Я хотел бы украсить стены портретами великих мучителей, чтобы источники ужаса, которые можно кому-нибудь приписать, всегда были перед глазами.

Над кроватью я повесил икону, для конкретности.

Он склоняется надо мной и трогает мой мокрый от пота лоб.

— Почему бы это не записать? — шепчет он. — Жаль доводить себя до такого состояния, Ажар, и не написать хоть несколько страниц…

Но его нет. Это только фотография, которую я держу на тумбочке, чтобы злиться. За окном воркуют и целуются сиреневые бандиты и кровопийцы.

Я часто видел Анни рядом с собой, но я знал, что это повседневность на инвалидном кресле догоняет меня и хочет прибрать к рукам. Обычный мир цеплялся ко мне, подступал к глазам, к горлу, к органу чувств, впихивал в меня по сто пятьдесят граммов галоперидола в день, чтобы отрезать путь к бегству.

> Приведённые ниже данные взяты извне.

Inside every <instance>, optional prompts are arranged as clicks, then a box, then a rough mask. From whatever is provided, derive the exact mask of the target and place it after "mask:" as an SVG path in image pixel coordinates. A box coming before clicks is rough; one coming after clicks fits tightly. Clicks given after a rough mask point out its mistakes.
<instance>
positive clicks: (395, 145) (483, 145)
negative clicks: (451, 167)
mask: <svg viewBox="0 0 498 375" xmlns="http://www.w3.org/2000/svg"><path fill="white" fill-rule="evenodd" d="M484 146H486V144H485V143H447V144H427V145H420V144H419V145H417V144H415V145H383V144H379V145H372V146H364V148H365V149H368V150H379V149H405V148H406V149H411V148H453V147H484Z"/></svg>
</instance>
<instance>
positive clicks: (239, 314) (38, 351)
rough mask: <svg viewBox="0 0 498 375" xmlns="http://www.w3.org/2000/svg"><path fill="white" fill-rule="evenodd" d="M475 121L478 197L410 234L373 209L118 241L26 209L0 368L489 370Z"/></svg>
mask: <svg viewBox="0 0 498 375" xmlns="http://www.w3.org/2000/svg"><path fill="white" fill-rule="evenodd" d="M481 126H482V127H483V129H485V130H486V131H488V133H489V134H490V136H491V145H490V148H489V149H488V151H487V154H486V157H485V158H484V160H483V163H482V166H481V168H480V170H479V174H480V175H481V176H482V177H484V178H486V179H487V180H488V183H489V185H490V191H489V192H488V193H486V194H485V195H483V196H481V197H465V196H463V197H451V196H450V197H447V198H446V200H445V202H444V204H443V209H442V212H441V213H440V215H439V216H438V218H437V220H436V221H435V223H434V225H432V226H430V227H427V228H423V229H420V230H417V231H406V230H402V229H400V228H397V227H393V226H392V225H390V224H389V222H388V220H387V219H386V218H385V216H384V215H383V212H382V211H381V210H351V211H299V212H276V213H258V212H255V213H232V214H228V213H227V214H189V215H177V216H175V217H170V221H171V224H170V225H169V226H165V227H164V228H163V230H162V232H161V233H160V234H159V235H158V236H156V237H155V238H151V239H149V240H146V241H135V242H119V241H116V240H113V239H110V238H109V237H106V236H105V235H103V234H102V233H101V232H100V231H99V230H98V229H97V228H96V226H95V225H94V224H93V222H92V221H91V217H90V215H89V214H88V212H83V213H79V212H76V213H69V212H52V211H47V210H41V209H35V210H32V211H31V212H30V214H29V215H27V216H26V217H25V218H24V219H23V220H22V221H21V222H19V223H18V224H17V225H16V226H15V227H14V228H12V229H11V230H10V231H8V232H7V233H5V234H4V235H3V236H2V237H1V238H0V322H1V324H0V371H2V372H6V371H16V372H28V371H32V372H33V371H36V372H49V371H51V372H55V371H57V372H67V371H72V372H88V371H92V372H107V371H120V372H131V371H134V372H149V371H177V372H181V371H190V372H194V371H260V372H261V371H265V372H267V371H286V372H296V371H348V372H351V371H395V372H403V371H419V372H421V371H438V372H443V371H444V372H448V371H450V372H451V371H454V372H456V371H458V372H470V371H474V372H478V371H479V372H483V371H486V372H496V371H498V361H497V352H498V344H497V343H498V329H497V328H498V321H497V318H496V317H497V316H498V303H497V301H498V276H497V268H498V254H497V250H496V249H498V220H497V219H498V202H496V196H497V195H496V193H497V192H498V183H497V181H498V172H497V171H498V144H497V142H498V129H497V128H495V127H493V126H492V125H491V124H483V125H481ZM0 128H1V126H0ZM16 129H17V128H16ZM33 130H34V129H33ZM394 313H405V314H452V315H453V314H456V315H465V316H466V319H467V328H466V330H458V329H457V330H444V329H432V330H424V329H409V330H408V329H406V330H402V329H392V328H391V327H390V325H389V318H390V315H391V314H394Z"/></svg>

Его не останавливали жертвы, он бросал бомбы, сидя на куче трупов, с сигаретой в зубах и автоматом под мышкой. Фамилия его была Калашников, и он патронов не жалел. Он не исключал возможности бактериологической войны и разрушения защитного озонового слоя, чтобы облегчить доступ к Отцу с целью взаимного уничтожения.